Le tue opere sono molto particolari, effettuate con l’approccio materico della sabbia, colori accesi e predominanti, come nasce una tua opera e soprattutto a cosa ti ispiri? Per me un’opera è composta da tre elementi: tecnica, immagine e concetto. La tecnica per ora è fissa (sabbia e colori accesi) e rende gradevole la visione ma l’immagine e il concetto sono variabili. A volte vorrei far passare un concetto e allora cerco un’immagine che possa trasmetterlo, altre volte invece sento l’esigenza di realizzare una determinata immagine e il concetto viene fuori man mano che la realizzo, ad ogni modo realizzare un’opera diventa un percorso, da immagine a concetto o viceversa.
I luoghi del sogno, i personaggi, i cosmi e le navi volanti sono i soggetti delle tue opere, cosa ti ha portato a focalizzarti in questo genere un po’ fiabesco, rispetto ad una scelta più realistica? Non sono mai andato veramente a fondo della questione ma credo che tali immagini siano state per me un tentativo di evasione dalla realtà. Trovo infatti molto rilassante immaginarmi in luoghi nuovi, remoti e pieni di mistero… di possibilità.
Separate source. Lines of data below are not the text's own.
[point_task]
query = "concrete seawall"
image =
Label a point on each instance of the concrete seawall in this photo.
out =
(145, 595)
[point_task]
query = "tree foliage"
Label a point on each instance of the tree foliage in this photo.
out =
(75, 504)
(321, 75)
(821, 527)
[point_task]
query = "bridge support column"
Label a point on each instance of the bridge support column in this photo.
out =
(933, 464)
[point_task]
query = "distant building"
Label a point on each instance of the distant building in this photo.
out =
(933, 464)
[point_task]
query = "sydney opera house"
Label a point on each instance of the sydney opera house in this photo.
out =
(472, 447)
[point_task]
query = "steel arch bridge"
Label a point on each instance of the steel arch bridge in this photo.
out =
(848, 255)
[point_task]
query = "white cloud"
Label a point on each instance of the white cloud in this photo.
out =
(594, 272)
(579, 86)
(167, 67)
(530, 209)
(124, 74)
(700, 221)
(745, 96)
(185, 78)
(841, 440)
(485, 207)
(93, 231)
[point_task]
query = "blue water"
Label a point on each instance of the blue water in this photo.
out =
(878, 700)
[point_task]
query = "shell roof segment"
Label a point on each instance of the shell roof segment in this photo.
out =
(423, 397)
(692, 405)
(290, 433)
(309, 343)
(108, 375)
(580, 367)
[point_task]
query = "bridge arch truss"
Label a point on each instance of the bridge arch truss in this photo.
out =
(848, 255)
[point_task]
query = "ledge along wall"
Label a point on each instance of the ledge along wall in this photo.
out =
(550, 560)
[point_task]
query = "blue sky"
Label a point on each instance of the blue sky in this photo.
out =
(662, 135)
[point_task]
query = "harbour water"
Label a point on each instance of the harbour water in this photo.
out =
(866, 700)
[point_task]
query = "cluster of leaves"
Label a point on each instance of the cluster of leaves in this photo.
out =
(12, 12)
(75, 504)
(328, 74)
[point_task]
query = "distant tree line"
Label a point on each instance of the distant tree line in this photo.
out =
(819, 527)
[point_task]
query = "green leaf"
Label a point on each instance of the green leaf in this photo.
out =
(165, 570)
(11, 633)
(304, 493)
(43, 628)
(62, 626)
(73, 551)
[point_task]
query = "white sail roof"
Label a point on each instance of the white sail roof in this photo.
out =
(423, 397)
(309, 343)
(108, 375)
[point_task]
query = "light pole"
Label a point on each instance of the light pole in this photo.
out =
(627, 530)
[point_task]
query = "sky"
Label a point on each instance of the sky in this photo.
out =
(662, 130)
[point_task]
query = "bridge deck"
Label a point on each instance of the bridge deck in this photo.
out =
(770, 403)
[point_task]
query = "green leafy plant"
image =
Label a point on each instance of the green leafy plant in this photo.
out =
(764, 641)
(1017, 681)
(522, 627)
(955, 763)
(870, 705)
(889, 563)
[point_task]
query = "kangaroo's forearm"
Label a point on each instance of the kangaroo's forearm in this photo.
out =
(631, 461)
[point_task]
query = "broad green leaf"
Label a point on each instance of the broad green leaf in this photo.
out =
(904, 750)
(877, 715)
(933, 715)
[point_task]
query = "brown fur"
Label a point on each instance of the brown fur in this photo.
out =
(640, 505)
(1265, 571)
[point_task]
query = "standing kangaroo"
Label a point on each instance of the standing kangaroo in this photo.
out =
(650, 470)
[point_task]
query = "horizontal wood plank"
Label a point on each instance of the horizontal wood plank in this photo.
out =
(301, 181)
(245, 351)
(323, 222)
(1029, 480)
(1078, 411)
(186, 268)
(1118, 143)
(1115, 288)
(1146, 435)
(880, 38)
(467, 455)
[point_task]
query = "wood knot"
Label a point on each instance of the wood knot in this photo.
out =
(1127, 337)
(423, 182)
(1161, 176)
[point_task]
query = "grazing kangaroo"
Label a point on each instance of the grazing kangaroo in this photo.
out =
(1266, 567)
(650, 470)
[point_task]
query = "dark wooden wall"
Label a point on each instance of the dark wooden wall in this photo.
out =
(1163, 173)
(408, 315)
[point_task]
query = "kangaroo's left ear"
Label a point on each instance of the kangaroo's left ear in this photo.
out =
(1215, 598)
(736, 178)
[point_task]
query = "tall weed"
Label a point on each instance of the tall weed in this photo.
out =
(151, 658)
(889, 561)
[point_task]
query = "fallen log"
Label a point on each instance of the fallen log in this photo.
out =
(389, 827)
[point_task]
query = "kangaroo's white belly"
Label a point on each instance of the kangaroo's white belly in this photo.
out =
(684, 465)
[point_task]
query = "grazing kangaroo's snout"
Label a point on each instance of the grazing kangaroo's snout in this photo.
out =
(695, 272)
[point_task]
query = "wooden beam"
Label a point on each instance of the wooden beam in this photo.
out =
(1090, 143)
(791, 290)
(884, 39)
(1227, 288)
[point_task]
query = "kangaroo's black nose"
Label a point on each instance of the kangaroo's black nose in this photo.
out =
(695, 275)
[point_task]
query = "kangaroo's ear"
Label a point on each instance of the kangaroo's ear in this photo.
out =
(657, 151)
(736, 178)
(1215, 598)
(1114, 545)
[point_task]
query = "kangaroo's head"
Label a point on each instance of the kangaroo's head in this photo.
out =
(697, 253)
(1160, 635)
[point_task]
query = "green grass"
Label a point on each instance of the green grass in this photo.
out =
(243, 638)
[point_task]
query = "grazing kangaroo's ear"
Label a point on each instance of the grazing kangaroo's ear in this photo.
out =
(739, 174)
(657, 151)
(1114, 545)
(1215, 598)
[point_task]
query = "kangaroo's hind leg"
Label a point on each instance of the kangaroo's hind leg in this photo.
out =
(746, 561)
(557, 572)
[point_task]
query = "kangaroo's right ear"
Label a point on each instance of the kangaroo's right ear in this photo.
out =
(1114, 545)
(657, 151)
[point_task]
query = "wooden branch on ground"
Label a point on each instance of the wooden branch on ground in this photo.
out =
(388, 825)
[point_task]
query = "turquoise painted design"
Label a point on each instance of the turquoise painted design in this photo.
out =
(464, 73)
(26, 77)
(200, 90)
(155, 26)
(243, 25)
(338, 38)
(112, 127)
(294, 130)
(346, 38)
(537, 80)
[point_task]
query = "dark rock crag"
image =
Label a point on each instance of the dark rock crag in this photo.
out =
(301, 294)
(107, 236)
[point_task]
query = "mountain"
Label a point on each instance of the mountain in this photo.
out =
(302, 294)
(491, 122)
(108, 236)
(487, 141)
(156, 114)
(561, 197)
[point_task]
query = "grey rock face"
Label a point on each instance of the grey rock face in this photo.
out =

Jim Morrison diceva che “i sogni sono come le stelle, basta alzare gli occhi e sono sempre là”, qual è il tuo punto di vista in base a questa affermazione, visto che con la tua arte sei “un creatore di sogni”? Jim Morrison è stato uno tra i più grandi artisti musicali della nostra epoca e come ogni artista è abituato ad andare oltre la ragione per trovare ispirazioni. Per un artista un bicchiere va oltre il suo normale utilizzo di recipiente di liquidi; un bicchiere si può trasformare in una lente per deformare le immagini, può diventare parte di un’opera fisica o musicale se frantumato, può diventare tela e chissà cos’altro. Ecco, in questo luogo oltre la ragione si possono trovare i sogni ed evidentemente per Jim bastava alzare gli occhi per poterci entrare.
I sogni interpretati nelle tue opere, li analizzi più da un punto di vista psicologico oppure da un punto di vista esoterico? Sicuramente psicologico, sempre psicologico, psicologico a oltranza…
Pensi che per lo stile della tua arte il fatto di essere nato e cresciuto a Roma sia stato un punto a favore? Roma rende tutto difficile il doppio ma dieci volte più bello.
Per concludere, ci puoi raccontare, se ce ne sono, quali sono i tuoi progetti artistici per il futuro? Difficilmente faccio progetti perché trovo più stimolante lasciar agire l’istinto. Ad ogni modo ultimamente sto cercando di ampliare l’aspetto social della mia arte, fino a oggi un po’ troppo trascurato e vorrei strizzare l’occhio all’arte digitale e al metaverso.